Dörverden ist eine Einheitsgemeinde im Süden des Landkreises Verden.

Geografie

Geografische Lage

Die Flüsse Aller und Weser bilden eine Ost-West-Begrenzung des Gemeindegebietes.

Stadtgliederung

Seit der Gebietsreform 1972 gehören die bis dahin selbständigen Gemeinden Ahnebergen, Barme, Barnstedt, Diensthop, Hülsen, Stedebergen, Wahnebergen und Westen zu Dörverden, sowie Stedorf und Geestefeld.

Politik

Gemeinderat

Der Rat der Gemeinde Dörverden besteht aus 24 Ratsfrauen und Ratsherren, und dem hauptamtlichen Bürgermeister.

(Stand: Kommunalwahl am 9. September 2001)

Im Laufe des Jahres 2005 sind drei Ratsmitglieder aus der SPD-Fraktion ausgetreten und gehören dem Rat nunmehr als fraktionslose Ratsherren an. Die SPD-Fraktion umfasst somit nur noch 7 Mitglieder. (Stand: Januar 2006)

Wirtschaft und Infrastruktur

Verkehr

Die Entfernung über die Bundesstraße B 215 zur Kreisstadt Verden beträgt ca. 8 km. An das Schienennetz der Deutschen Bahn ist Dörverden an den Strecken Hannover - Nienburg - Verden -Bremen und die Weser-Aller-Bahn von Rotenburg (Wümme) über Verden-Nienburg nach Minden über den im Jahr 2000 wiedereröffneten Bahnhof angeschlossen.

Öffentliche Einrichtungen

Im Ortsteil Barme wurde 1958 die Niedersachsenkaserne neu gebaut.
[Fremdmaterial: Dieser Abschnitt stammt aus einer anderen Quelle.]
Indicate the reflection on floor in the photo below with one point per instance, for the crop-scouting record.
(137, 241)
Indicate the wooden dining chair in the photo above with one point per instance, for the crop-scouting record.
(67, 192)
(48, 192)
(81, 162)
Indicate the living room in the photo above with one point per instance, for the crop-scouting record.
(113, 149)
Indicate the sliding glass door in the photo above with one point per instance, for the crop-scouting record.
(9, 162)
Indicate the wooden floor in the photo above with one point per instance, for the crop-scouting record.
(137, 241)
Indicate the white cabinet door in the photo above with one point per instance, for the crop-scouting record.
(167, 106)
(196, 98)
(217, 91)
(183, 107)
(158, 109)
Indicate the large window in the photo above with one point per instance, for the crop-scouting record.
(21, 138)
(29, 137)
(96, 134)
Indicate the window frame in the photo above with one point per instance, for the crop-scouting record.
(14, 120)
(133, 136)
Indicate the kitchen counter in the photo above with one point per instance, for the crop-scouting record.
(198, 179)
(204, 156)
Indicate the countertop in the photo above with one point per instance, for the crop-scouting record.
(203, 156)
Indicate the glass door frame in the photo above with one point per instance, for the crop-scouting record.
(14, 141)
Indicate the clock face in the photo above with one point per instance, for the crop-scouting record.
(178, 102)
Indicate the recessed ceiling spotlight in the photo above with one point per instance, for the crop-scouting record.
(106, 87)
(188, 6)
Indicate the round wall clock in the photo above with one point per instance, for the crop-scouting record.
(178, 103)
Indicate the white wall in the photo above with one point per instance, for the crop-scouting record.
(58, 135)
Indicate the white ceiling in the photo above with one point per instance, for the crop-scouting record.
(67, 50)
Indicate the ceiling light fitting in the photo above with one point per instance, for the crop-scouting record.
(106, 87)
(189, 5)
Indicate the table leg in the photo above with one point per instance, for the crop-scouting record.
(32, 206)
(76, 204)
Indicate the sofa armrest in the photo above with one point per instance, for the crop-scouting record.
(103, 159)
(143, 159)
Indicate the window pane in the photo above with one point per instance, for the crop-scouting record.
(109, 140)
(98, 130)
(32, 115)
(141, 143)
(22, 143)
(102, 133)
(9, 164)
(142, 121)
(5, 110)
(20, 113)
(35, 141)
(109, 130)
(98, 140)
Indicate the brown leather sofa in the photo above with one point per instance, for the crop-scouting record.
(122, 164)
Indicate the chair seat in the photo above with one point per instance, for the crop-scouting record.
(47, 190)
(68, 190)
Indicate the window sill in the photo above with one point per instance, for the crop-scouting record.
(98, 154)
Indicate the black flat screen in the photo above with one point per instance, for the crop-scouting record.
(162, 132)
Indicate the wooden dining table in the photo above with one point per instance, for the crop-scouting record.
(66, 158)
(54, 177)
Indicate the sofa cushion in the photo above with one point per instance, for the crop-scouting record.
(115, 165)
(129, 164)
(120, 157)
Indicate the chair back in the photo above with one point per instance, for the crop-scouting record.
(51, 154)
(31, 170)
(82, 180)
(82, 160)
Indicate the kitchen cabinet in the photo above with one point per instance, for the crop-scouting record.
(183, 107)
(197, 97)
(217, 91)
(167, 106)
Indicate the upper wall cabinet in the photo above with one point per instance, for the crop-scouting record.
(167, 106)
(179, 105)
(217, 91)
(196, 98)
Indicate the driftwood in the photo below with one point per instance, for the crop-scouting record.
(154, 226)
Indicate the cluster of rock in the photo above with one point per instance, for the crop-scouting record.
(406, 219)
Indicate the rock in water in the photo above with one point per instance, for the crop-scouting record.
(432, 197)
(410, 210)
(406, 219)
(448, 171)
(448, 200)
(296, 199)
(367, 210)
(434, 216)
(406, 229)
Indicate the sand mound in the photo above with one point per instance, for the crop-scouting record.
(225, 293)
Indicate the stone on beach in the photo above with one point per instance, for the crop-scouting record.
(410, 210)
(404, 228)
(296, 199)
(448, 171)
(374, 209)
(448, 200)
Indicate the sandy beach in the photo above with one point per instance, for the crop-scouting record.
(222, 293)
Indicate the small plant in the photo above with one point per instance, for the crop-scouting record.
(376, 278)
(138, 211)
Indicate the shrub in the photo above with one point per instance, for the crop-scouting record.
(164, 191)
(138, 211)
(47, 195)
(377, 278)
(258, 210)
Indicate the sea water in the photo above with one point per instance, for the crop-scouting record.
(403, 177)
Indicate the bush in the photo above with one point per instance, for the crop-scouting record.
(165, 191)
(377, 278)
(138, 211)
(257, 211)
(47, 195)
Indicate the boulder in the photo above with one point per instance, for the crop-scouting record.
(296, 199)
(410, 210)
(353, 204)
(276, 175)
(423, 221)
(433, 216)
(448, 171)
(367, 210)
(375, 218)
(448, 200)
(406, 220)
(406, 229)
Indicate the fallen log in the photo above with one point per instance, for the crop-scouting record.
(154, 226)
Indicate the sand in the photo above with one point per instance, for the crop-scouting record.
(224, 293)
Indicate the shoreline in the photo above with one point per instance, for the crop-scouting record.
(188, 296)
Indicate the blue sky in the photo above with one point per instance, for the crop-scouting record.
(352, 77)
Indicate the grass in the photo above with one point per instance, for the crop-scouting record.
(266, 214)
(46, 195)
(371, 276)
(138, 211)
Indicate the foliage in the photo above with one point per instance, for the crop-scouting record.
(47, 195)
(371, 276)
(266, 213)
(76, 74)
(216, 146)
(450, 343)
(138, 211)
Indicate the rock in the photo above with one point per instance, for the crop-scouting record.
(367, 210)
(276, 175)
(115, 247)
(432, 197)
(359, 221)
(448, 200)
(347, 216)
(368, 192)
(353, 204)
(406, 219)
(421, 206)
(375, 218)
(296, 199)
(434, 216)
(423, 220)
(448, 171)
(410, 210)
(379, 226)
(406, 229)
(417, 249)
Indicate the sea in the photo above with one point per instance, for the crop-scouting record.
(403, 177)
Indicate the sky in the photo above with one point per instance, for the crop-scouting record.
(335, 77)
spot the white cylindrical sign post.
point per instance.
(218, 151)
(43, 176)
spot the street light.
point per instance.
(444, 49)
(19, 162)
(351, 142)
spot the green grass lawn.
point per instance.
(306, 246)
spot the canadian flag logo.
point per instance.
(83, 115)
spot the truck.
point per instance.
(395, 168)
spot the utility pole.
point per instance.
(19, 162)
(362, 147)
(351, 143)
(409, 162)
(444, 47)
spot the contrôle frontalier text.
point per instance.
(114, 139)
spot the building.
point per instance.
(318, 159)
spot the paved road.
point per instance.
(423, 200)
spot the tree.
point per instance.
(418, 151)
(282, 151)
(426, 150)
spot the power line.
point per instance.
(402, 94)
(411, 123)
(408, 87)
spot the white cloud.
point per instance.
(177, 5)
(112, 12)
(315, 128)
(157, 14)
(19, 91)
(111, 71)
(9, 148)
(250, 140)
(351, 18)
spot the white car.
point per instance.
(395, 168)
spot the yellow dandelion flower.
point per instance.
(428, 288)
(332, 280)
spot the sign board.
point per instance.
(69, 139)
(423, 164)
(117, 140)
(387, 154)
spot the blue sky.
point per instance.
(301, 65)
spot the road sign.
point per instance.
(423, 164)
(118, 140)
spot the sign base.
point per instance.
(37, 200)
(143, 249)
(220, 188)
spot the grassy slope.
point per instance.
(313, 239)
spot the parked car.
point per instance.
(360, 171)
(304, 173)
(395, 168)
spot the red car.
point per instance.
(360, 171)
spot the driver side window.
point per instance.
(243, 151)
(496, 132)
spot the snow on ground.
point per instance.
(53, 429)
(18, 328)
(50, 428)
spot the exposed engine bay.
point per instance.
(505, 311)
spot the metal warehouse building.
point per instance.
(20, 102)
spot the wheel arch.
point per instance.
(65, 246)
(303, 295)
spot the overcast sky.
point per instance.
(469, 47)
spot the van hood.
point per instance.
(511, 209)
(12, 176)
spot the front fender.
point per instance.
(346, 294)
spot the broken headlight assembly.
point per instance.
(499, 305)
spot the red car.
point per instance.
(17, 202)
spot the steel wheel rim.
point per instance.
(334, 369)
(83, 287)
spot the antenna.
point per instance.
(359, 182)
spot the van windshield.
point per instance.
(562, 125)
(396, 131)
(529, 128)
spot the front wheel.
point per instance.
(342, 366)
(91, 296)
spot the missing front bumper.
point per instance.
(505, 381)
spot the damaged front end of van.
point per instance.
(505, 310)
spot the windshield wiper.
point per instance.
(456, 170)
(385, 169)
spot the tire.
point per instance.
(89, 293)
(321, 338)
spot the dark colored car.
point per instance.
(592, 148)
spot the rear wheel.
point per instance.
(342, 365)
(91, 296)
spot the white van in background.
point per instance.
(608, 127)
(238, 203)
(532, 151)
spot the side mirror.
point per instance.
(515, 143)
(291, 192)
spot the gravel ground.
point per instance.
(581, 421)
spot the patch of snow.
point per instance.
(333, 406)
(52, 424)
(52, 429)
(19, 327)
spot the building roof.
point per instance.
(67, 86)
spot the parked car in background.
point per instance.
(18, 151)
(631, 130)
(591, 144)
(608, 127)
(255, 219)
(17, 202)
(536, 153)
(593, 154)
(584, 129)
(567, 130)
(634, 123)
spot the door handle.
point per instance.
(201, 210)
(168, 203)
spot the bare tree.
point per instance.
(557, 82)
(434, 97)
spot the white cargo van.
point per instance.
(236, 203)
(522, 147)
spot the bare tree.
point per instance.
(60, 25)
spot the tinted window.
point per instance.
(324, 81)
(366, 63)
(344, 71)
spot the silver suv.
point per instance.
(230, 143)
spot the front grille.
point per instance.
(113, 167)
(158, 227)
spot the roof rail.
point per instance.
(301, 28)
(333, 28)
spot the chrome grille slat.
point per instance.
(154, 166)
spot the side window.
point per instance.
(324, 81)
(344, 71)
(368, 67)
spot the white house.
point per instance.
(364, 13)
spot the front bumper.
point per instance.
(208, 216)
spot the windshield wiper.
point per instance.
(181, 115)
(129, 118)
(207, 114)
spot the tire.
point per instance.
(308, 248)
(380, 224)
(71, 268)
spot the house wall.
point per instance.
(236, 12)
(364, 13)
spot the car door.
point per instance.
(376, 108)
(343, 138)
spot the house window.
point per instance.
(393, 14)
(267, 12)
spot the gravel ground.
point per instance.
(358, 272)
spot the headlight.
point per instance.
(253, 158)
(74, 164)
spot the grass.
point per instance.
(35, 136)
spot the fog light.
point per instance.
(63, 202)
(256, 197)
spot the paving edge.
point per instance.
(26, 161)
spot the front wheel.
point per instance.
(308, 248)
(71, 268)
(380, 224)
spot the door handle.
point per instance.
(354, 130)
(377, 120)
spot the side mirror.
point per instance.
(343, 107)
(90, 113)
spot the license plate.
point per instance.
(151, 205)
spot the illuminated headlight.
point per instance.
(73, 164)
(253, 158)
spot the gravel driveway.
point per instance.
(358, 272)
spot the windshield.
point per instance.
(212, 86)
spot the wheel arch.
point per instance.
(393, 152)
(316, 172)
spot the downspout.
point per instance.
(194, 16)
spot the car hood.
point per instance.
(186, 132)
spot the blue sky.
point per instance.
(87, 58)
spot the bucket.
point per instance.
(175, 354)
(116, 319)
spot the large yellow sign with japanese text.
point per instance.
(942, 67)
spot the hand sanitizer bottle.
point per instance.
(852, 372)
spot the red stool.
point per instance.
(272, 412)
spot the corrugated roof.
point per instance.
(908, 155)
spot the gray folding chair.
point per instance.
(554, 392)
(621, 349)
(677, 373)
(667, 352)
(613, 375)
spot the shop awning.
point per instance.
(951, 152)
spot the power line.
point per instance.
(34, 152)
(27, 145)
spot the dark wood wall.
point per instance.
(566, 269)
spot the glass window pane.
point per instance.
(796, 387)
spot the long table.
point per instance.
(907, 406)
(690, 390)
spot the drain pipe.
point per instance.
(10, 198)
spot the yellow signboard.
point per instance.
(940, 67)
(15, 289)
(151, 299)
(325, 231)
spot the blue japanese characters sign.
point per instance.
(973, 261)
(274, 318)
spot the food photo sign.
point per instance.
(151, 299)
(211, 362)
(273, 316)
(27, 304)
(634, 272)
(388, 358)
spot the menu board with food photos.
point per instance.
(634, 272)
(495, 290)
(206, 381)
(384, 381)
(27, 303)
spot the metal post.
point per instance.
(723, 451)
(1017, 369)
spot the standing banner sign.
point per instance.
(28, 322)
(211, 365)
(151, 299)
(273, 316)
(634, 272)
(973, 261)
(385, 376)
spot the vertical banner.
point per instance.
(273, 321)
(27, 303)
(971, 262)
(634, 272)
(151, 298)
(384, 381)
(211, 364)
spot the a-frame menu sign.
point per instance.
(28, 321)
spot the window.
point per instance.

Zeitweise waren dort bis zu 4000 Soldaten untergebracht (Panzer-, Pionier-, Raketenartillerie-, Flugabwehr-, Transport-Einheiten, US-Streitkräfte sowie die Standortverwaltung im Ortsteil Drübber). Nach Truppenreduzierungen wurde der Standort 2003 schließlich ganz aufgegeben.

Heisenhof

2004 wurde das ehemalige Offizierskasino der Bundeswehr (Heisenhof) an die Wilhelm-Tietjen-Stiftung für Fertilisation Ltd. verkauft. Erst hinterher wurde bekannt, dass hinter der Stiftung der Rechtsextremist Jürgen Rieger steht, was zahlreiche Proteste auslöste, die bis heute andauern.